Os textos mais estimulantes são os que partem do particular para o universal. Como quando, a pretexto de Philip Roth («o grande historiador do erotismo americano... o poeta da estranha solidão do homem abandonado ao seu corpo...»), chama a atenção para a velocidade da História, quebrando «a continuidade e a identidade de uma vida». Ao meditar sobre Tchekov ou Kafka, o escritor, Roth ou outro qualquer, mais do que honrar predecessores, preserva o «tempo passado».

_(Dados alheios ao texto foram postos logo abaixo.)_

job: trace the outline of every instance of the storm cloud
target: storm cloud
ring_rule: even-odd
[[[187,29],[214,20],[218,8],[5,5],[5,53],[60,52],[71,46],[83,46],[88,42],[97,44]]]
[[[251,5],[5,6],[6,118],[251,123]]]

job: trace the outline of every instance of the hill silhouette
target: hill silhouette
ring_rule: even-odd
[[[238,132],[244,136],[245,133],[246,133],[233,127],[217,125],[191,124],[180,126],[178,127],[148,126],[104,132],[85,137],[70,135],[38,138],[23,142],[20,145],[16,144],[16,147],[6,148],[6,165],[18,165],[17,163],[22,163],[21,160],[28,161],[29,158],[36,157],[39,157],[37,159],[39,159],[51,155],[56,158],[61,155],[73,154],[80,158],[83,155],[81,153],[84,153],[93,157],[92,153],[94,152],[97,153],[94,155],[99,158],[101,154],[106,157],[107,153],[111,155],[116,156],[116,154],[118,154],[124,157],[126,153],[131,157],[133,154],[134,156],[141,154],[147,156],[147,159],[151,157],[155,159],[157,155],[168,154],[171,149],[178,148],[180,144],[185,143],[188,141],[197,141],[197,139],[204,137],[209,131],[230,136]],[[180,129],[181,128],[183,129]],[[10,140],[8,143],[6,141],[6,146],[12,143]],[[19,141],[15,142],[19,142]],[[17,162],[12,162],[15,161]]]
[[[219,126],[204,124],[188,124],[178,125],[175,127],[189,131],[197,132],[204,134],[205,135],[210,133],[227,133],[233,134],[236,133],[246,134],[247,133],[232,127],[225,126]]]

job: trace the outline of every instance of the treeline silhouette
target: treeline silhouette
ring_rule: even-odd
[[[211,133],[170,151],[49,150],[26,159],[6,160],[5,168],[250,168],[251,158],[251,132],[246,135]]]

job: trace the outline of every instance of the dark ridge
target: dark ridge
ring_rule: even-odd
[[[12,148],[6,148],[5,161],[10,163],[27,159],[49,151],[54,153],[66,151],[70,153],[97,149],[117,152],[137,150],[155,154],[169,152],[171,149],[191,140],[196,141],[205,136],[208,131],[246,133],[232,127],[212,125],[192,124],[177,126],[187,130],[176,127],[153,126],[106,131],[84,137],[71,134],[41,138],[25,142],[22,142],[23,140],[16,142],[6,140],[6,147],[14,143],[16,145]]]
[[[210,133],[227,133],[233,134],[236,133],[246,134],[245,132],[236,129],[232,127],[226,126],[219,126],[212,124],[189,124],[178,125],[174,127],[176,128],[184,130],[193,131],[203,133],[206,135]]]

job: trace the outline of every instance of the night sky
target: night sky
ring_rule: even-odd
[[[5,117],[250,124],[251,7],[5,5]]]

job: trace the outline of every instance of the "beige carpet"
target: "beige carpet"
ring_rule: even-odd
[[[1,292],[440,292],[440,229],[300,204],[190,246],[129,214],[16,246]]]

O de Brno (Morávia), por exemplo. Vera Linhartová, «poetisa de uma prosa meditativa, hermética, inclassificável», mede cada palavra: «Escolhi, pois, o país onde queria viver mas escolhi igualmente a língua que queria falar. [...] O escritor não é prisioneiro de uma única língua.» Tendo deixado de ser uma escritora checa, nem por isso passou a ser uma escritora francesa.


Ficou alhures, «como outrora Chopin [...] como mais tarde, cada um à sua maneira, Nabokov, Beckett, Stravinsky, Gombrowicz [...] cada um vive o exílio à sua maneira inimitável...» Vera Linhartová será um caso limite. Entra aqui porque, melhor do que ninguém, ilustra Kundera. Um dos textos mais divertidos respeita às «listas negras», norma francesa ainda em vigor (lá como cá) e «grande paixão das vanguardas» há mais de cem anos. Quem as inventou? Os salões: «Em nenhuma parte do mundo desempenham um papel tão importante como em França.» Por oposição a elas, Barthes figura à cabeça de todas as «listas de ouro».


Para perceber o fenómeno, Kundera lê o Anatole France de Les diex ont soif (1912), obra-prima sobre o Terror. A posteridade não lhe perdoa a imagem dos «peraltas estúpidos e fanatizados» que queimam Robespierre (o manequim que o representa) enquanto «enforcam a efígie de Marat...» Paradigma: «Qual o seu compositor preferido?» / «Saint-Saëns, não com certeza!» É só adaptar à realidade portuguesa.


Aimé Césaire, quem se lembra dele? Césaire lutou contra a ocupação colonial francesa, escreveu Cahier d'un retour au pays natal (1939), que Breton considerou o maior monumento lírico do século XX, inventou a noção de negritude, fundou a revista Tropiques (1941-45), moldou a identidade cultural da Martinica...


Kundera dedica-lhe páginas justas. O mesmo se diga das que, a partir do point de vue francês, reportam ao desconcerto das relações da Europa com a literatura, a filosofia e a arte em geral: «é com alívio que preferimos Coco Chanel e a inocência dos seus vestidos a esses corifeus culturais [Eliot, Heidegger, Larkin, Brecht, etc.] comprometidos com o mal do século, a sua perversidade, os seus crimes.»


E mais, muito mais. Decididamente, prefiro o Kundera ensaísta ao ficcionista várias vezes laureado.


Alhures, in Ípsilon, 25-3-2011, p. 36. Quatro estrelas.